En pleine canicule, alors que la capitale parvient à peine à descendre en dessous de 30 ºC au petit matin, il y a des coins de la Communauté de Madrid où la nuit invite encore à dormir sous un drap. Selon les données de l’Agence météorologique de l’État (AEMET), les premières heures du 12 août à Rascafría ont laissé un minimum de 15 ºC à cinq heures du matin, un chiffre qui contraste avec les 29,2 ºC enregistrés à la même heure à l’observatoire du Retiro de Madrid.
Une oasis thermale dans la Sierra de Guadarrama

Située à plus de 1 100 mètres d’ altitude et entourée des forêts de la haute vallée de Lozoya, Rascafría profite de son climat montagnard pour offrir des nuits fraîches même pendant les étés les plus extrêmes. La différence avec le centre-ville est telle qu’au moment où Madrid souffrait de la chaleur accumulée de l’asphalte, ici l’air était pur et (surtout) frais.

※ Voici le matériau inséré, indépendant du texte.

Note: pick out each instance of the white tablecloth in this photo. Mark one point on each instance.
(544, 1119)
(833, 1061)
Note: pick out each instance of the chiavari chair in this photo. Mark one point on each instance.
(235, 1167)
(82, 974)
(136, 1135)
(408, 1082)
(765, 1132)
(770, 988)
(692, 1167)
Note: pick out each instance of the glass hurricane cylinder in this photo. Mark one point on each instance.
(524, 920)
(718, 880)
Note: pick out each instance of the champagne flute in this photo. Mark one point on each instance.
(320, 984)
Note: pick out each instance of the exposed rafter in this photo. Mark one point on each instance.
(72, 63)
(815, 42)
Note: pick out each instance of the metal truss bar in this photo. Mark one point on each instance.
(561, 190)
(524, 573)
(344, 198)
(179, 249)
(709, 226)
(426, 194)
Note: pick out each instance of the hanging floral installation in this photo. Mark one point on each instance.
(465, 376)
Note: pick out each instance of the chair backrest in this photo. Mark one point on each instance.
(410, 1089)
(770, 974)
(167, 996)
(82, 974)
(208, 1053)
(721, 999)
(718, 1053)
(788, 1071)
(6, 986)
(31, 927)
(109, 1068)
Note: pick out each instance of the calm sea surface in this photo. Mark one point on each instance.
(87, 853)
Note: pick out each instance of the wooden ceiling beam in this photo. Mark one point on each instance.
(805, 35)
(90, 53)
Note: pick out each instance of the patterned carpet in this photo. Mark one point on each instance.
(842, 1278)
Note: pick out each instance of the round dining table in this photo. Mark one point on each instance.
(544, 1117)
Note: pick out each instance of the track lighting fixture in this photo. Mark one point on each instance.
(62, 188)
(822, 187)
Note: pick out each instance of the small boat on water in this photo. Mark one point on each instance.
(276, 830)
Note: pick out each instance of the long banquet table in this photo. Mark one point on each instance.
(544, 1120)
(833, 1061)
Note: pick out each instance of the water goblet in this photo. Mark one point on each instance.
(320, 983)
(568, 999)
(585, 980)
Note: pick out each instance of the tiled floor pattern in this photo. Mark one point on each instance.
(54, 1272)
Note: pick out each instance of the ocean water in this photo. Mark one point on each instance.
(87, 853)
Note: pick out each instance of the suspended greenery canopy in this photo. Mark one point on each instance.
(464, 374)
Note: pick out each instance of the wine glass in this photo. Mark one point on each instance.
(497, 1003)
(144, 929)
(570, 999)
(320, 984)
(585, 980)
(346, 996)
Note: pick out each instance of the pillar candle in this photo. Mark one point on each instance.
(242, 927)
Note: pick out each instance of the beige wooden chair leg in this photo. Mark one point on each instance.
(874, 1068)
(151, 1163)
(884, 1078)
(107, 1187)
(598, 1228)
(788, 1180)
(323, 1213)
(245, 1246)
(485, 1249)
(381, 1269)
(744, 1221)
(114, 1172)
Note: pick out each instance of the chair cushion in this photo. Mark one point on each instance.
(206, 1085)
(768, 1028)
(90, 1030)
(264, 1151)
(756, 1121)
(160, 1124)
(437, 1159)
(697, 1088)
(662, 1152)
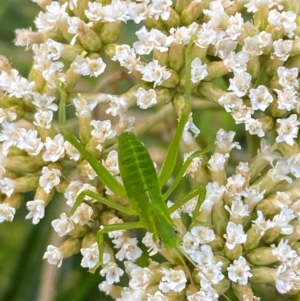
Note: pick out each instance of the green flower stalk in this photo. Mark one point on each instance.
(231, 226)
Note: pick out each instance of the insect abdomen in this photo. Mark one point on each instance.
(142, 188)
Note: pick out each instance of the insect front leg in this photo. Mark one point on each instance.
(106, 177)
(112, 228)
(170, 160)
(199, 191)
(100, 199)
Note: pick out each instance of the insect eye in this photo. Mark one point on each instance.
(159, 244)
(177, 232)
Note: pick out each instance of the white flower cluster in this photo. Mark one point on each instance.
(244, 226)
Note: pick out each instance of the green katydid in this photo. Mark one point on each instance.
(142, 186)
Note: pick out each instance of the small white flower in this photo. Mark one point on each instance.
(90, 256)
(44, 102)
(203, 234)
(71, 151)
(140, 277)
(155, 73)
(284, 251)
(7, 213)
(111, 163)
(84, 108)
(53, 255)
(43, 119)
(128, 248)
(7, 186)
(37, 210)
(82, 214)
(31, 144)
(234, 235)
(49, 178)
(288, 129)
(54, 148)
(63, 225)
(87, 66)
(172, 280)
(239, 271)
(150, 244)
(198, 70)
(145, 99)
(112, 272)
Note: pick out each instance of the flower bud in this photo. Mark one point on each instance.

Ce phénomène n’est pas nouveau : les communes de haute montagne de la sierra septentrionale enregistrent souvent des températures minimales bien inférieures à la moyenne régionale, surtout lors des épisodes de forte chaleur, grâce à l’altitude, à la végétation et à l’encaissement de leurs vallées.
Des contrastes extrêmes dans une même commune
À cette occasion, la différence de plus de 14 degrés entre Rascafría et Madrid Retiro dessine une carte thermique inégale au sein de la région. Alors que dans le centre et le sud, les températures minimales ne descendent pas en dessous de 25ºC pendant ces journées, dans les montagnes du nord, les gens dorment, dans certains cas, même avec une couverture légère.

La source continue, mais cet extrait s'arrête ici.